Shell has had an important and long history with the UAE, having been here for over 82 years. We are honored, privileged, and proud of that relationship. Today, we are not just involved in the upstream sector but also in the midstream/integrated gas, with ADNOC Gas Processing. We are also an LNG supplier to the UAE in terms of supply and security. We play an important role in supplying current energy needs; as well, there is the rest of our suite. We have a chemicals business, a lubricants business, a marine business, and a bitumen business. We are pleased to continue to play an important role in Shell Bitumen, from the Formula One track in Abu Dhabi, to Dubai Airports and the Dubai World Trade Center.
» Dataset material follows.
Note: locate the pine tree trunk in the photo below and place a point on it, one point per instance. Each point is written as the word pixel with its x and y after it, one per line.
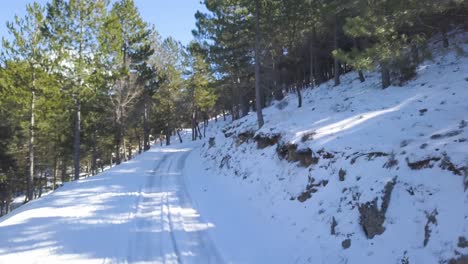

We also have another set of businesses. We have a regional business for supply and trading that covers products, crude, LNG, and chemicals. We move large volumes to and from the region. In addition, we have a strong projects and technology presence here, which services both Shell projects as well as ADNOC, even though it is a non-Shell project. The business covers everything from carbon capture and licensing technologies to sulfur removal technology and a catalyst business that supports refineries. We have over 400 staff members in the UAE and are firmly committed to the Emirate. We launched our strategy for powering progress a few years ago. Shell has the largest retail outlet in the world, and it supplies many of the major global corporations, which is the B2B side. We supply everyone, from the likes of construction companies to airlines and logistics and industrials. We want to build on that strategy of more and cleaner energy. We are closely aligned with the Paris Accord. That is why we have set our own net zero and net carbon ambitions for 2050 or even sooner.
We are looking to decarbonize roads and construction, aviation, trading and supply, and forestry and agriculture. We now have a hub with our own supply chain and are working on a relationship to get them to start decarbonizing the services they provide us. In 2020, we launched the sustainability and carbon offsets program in Shell. Here in the UAE, we have done a carbon-neutral LPG cargo. The first one came out in Abu Dhabi this year, the first carbon-neutral LPG cargo that we sold. We have several ways to offset consumers’ carbon footprints, either through carbon capture, for which we have live projects in Canada and recently announced a joint venture in Norway with a few more in the pipeline, or through a nature-based solution, such as reforestation. We have a nature-based solution looking at it as well as a team that does carbon capture via technologies.
We are going through a significant decarbonization of our existing assets. We can see what we are doing in the Pernis refinery where we are integrating green hydrogen. This is a tricky issue. We have tried to do this ourselves in Rotterdam. We found out where the anchor demand would be and started our chemicals business. We started to refine them in the Pernis refinery, which needs a green energy supply. On the back of that, we have been asked for a 200-MW electrolyzer using wind energy. That is the first phase. This is not the end phase, though it will build on that to look at decarbonizing other sectors and customers as well. That is likely what the UAE needs to think about for its next wave of projects, which ADNOC and others are already considering. We currently support ADNOC, and it has declared its goals to get to 5 million tons of carbon capture a year from the current 800,000. I am honored that we are supporting ADNOC’s goals via Shell technology and engineering.